Perhaps there is no such thing as a free MP3. Thorsten Sideboard, who founded the 8bitrecs.com netlabel, got back to London after a recent trip to the U.S., only to find he’d lost his job. Why? Because 8bitrecs.com had participated in Grey Tuesday, the web activist event late last month, in which almost 200 websites around the world made DJ Danger Mouse’s Grey Album available for free download. The Grey Album had become a flashpoint for various copyright issues, including sampling clearances and peer-to-peer filesharing. It melded Jay-Z’s 2003 Black Album and the Beatles’ self-titled 1968 record, ubiquitously known as the White Album, and was made available for free download. EMI, the Beatles’ publisher, sent threatening cease and desist letters to everyone involved, including the numerous Grey Tuesday activists.
Now, 8bitrecs was no generic blog. It was a leader in the netlabel community, offering legal free downloads of MP3 files of electronic music submitted by a wide range of established and up’n’coming musicians, notably Greg Davis, Janek Schaefer and Rothko. It was also, however, hosted on the server of Sideboard’s employer. Make that ex-employer.
“My ex-employer didn’t kill 8bitrecs straight away,” he says. “I can still upload HTML pages, but basically they took down the software running the streams, and I no longer had access to the database, so I couldn’t upload new artists and tracks. I’m also pretty sure they were going to start charging me bandwidth.” (Thanks to the exigencies of Google’s cache function, some of that 8bitrecs material is still available, however temporarily.)

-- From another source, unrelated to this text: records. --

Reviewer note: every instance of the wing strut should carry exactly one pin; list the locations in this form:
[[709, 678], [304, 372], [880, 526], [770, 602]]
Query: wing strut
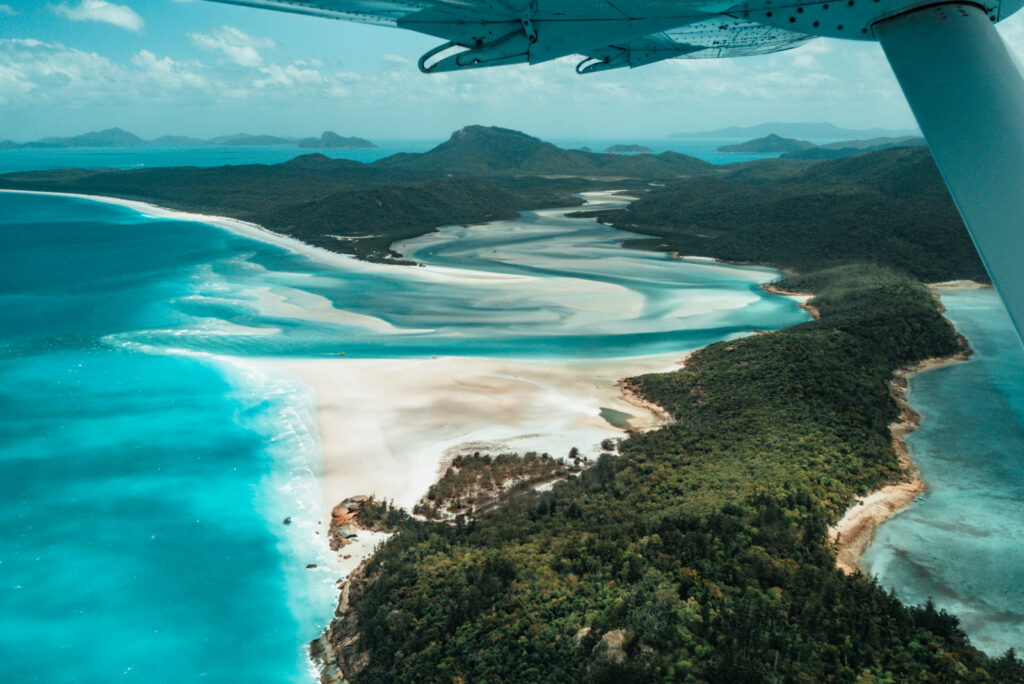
[[968, 95]]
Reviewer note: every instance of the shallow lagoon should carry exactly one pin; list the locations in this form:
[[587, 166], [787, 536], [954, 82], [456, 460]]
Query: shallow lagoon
[[960, 544], [146, 464]]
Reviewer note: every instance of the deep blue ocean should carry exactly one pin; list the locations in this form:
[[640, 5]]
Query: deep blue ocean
[[146, 462], [961, 543]]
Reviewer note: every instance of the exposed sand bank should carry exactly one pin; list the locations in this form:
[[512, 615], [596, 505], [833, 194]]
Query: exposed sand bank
[[801, 297], [855, 530], [386, 425]]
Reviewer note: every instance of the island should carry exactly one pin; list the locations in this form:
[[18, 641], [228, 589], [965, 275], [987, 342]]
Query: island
[[770, 143], [118, 137], [628, 150], [707, 549], [331, 140]]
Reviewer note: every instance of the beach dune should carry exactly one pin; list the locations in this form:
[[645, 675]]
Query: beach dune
[[387, 426]]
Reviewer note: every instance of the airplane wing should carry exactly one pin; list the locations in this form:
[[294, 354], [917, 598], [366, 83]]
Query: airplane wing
[[491, 33], [718, 37], [962, 83]]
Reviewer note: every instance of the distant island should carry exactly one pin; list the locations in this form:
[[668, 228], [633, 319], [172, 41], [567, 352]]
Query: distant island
[[118, 137], [628, 150], [812, 130], [767, 144], [701, 550], [794, 148], [331, 140]]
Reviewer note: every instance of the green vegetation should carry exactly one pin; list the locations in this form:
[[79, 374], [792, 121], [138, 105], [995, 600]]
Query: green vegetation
[[888, 207], [699, 554], [353, 208], [474, 484]]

Sideboard’s loss is ours as well, though he’s looking on the bright side: “It feels more like an opportunity to focus more on Highpoint Lowlife, which I’ve always felt I have lacked the time to fully devote to, so hopefully something good will come of it.”
Highpoint Lowlife is Sideboard’s proper record label (website at highpointlowlife.com), which just released its seventh album, titled, with unintentional irony, White Label (by Recon, aka Chris Coode, better known for his work as Motion). He’s also on track for the next three Highpoint releases: Rashamon’s Tomorrow, People; Marshall Watson’s The Time Was Later Than He Expected and, for its 10th album, Some Paths Lead Back Again, a compilation of Scottish electronica, featuring tracks by Daigoro, Izu, Rose and Sandy, Accrual, Bovine Life, the Village Orchestra and others, organized by the Marcia Blaine School for Girls.

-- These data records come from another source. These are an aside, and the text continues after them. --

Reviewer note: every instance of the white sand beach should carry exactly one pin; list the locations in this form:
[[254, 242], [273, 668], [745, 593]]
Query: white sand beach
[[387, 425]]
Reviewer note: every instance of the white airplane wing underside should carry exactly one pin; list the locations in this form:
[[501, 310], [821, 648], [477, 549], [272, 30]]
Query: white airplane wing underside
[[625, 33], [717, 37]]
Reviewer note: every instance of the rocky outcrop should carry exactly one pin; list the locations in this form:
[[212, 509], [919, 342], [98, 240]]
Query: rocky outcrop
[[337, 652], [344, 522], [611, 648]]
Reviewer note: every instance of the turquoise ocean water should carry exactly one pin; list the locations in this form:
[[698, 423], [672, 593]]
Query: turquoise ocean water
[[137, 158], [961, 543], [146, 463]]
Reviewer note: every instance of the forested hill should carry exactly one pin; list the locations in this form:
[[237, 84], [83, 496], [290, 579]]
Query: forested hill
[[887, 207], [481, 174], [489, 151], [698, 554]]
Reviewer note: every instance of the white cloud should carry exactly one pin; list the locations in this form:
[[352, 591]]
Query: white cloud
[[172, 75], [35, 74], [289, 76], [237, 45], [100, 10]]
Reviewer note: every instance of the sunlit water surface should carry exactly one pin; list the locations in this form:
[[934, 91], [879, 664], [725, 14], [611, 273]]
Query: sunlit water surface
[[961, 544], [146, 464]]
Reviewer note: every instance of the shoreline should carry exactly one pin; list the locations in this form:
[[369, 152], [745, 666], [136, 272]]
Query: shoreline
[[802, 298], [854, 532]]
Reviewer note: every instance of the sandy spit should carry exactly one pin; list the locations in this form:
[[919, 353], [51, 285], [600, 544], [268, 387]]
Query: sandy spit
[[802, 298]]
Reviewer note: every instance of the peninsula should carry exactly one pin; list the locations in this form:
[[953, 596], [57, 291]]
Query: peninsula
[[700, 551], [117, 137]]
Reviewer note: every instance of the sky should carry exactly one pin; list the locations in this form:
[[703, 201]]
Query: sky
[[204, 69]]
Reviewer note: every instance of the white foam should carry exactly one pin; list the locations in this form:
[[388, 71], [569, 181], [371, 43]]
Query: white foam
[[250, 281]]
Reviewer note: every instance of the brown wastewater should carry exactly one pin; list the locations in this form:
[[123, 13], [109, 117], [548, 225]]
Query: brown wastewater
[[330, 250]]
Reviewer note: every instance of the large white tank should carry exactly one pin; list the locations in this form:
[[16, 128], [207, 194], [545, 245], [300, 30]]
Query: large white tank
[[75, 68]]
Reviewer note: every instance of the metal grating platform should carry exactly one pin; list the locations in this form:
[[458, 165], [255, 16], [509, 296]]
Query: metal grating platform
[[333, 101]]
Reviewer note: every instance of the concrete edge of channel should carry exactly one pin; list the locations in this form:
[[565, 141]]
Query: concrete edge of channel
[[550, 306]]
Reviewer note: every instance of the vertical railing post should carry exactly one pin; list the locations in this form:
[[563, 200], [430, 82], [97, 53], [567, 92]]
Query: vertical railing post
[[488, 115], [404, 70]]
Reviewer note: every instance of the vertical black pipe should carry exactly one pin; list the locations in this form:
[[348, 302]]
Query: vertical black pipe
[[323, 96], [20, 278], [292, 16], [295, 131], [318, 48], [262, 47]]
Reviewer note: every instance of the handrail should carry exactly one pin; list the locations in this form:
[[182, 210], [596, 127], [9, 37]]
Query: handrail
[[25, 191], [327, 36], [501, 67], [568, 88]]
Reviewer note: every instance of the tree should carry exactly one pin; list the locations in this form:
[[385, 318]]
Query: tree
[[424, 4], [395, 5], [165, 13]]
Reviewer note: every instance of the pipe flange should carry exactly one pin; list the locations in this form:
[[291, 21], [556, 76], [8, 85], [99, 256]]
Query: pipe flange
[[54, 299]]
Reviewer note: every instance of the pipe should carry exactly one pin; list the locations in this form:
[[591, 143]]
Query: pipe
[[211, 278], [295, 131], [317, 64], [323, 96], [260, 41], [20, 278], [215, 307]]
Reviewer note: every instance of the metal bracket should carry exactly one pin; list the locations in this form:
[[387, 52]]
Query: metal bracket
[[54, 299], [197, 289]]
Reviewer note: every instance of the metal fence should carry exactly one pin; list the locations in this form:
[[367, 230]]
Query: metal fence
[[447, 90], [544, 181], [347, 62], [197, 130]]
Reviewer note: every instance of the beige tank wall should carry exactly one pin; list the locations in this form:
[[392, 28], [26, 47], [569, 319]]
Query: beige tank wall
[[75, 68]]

Although 8bitrecs.com has hung the “closed” sign, Highpoint is hosting a select number of free MP3 song files (no streams). Among the most recent is a highly recommended pair by Fisk Industries (you were probably wondering how, exactly, this little news report worked as an entry in Disquiet’s Downstream series — now you know). “Earth Algorithm” samples a line from the sci-fi sequel 2010 (“I’m completely operational and all my circuits are functioning perfectly”) and then, for almost six and a half minutes, artfully takes the phrase apart, layering its syllables and sibilants through a steady haze of downtempo techno. You’ll be amazed how solid a rhythm can be constructed from Hal 9000’s stutter. (Speaking of 2001/2010 samples, there’s a page full of ’em here.) Fisk’s “The Way We Found Each Other” is decidedly more upbeat, the sort of bouncy yet bittersweet, keyboard-driven piece that the Cure used to traffic in, before it became a guitar band.
Sideboard meanwhile has announced a legit new MP3 venture, making Highpoint’s albums available for sale as downloads at the invisible-sound.com webstore.